Other companies have also been drawn into the political minefield that arises when operating in China during the Hong Kong protests. An executive of the Houston Rockets tweeted his support of the protests this week, for instance, leading to an apology by the Rockets and the cancellation of broadcasts of N.B.A. games in China, one of their largest markets. And the video game company Blizzard recently banned a professional gamer who expressed support of democracy in Hong Kong during a company-sponsored livestream, forcing him to forfeit $10,000 in prize money and leading to an outcry from the gaming community and an employee walkout at Blizzard offices. The ban was necessary in order for the company to comply with China’s censorship laws, even though it plainly contradicted the company’s core values. By continuing to operate in China under their strict anti-free-speech laws, companies like Blizzard tacitly support a totalitarian regime, as withdrawing their business in China would put economic and political pressure on the Chinese government to loosen restrictions on free speech.

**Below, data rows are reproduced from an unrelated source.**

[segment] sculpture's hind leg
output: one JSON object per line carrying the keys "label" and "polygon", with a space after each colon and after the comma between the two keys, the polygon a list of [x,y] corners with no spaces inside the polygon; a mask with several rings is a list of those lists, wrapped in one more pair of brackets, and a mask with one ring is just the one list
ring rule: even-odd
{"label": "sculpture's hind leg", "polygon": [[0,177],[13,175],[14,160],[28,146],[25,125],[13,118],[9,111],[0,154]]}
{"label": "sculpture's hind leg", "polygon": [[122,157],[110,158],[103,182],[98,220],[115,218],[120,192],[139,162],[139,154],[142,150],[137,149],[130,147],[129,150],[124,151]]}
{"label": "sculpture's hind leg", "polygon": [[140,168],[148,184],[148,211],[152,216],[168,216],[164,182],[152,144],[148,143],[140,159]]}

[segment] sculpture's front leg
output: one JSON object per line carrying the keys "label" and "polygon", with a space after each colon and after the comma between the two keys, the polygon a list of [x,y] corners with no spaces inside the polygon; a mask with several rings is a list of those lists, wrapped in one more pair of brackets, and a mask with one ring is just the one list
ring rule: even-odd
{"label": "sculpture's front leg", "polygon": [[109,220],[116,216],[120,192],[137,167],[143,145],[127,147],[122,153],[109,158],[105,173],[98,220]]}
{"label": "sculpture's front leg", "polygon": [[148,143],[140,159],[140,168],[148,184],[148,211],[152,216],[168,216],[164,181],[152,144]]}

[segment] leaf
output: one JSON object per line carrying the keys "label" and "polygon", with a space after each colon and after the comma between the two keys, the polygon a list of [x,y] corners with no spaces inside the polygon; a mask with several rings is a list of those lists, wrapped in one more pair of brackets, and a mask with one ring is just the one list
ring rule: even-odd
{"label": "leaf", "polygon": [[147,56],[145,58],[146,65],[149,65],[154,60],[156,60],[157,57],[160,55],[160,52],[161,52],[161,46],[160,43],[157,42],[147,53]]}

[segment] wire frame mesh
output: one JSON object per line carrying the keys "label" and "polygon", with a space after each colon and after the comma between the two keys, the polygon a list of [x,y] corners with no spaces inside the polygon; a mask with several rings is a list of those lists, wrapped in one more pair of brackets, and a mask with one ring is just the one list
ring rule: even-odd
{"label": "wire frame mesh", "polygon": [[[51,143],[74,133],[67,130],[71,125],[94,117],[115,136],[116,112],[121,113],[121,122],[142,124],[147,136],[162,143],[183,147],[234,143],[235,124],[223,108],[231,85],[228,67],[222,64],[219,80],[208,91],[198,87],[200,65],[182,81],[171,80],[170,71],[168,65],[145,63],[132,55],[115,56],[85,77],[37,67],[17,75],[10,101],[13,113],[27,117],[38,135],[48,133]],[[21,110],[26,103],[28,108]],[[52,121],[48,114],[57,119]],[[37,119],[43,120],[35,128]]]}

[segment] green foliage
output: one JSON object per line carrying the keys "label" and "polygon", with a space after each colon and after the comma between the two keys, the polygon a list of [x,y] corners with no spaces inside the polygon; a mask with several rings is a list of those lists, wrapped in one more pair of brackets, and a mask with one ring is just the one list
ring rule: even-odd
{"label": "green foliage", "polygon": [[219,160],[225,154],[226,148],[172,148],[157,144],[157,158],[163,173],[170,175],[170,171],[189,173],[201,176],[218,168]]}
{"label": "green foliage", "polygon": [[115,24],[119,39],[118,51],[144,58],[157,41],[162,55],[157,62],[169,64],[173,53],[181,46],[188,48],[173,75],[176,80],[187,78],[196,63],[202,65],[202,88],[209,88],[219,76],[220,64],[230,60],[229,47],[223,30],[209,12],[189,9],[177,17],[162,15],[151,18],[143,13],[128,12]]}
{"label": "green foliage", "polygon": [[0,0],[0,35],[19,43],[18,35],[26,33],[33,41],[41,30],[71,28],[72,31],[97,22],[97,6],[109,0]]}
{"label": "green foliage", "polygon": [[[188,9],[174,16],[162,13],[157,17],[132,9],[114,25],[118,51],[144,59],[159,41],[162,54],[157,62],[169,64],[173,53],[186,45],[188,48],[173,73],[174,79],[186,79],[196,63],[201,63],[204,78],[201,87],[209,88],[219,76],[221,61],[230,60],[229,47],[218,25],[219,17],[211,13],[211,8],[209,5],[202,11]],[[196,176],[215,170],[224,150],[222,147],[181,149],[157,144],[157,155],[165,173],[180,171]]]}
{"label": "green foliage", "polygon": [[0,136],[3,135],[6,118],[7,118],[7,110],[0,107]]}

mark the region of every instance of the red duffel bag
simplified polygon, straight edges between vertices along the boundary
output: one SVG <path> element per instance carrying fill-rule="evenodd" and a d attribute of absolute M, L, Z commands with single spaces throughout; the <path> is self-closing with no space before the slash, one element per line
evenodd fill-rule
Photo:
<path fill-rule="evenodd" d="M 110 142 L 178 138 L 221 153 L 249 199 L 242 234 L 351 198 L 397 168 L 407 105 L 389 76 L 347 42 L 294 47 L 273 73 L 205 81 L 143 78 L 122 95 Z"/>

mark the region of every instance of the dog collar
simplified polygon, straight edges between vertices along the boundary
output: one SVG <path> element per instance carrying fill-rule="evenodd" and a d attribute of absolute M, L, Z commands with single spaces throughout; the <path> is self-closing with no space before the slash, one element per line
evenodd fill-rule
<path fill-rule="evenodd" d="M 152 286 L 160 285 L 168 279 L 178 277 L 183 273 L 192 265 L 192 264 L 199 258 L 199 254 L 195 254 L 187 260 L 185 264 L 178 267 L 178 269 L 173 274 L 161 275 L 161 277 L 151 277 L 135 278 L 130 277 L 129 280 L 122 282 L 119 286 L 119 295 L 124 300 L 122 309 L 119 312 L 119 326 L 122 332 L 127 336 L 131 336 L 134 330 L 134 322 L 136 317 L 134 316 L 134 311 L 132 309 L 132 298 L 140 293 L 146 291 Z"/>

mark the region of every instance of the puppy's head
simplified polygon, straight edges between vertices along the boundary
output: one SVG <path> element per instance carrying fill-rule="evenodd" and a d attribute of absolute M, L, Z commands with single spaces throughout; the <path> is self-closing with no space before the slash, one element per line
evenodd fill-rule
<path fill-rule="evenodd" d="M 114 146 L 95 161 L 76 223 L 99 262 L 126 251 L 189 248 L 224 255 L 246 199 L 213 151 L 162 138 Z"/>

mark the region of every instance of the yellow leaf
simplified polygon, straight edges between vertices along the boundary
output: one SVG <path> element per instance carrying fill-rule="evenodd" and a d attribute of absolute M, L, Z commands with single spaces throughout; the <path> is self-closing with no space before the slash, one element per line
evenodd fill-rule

Of all the companies affected in this way by the ongoing political turmoil in China, perhaps none have a more direct and significant impact on policy than Apple. As one of the world’s largest smartphone manufacturers which serves more than 243 million customers in China, Apple is uniquely positioned to impact the flow of information within the authoritarian regime, particularly at a moment when that information threatens the very foundation of the country’s rule over its citizens. Though the Chinese internet is heavily censored, with a variety of social media apps banned and replaced by alternatives managed by the government, Apple nevertheless has some degree of leverage in the form of its software offerings to the Chinese people. As such, the backlash against the company for its latest capitulation to the regime is hard for the company’s socially conscious customers around the world to ignore.
However, the Chinese market remains fairly critical to Apple’s success as a whole, as the company exploits cheap labor in the country to manufacture its products at a competitive price and the Chinese consumer base is the company’s second-largest market. Furthermore, Apple has only recently begun to make headway in the country, and its recent success in the stock market has been based on a belief in the success of continued expansion in this market. As such, it’s probably not reasonable to expect that Apple will sacrifice the economic opportunity presented in China by strengthening its support of human rights with its technology, despite the international outcry. That being said, the company’s PR efforts to depict itself as friendly to human rights is likely to ramp up in the coming weeks in response to the public damage to its image caused by its complacency in the ongoing political crisis.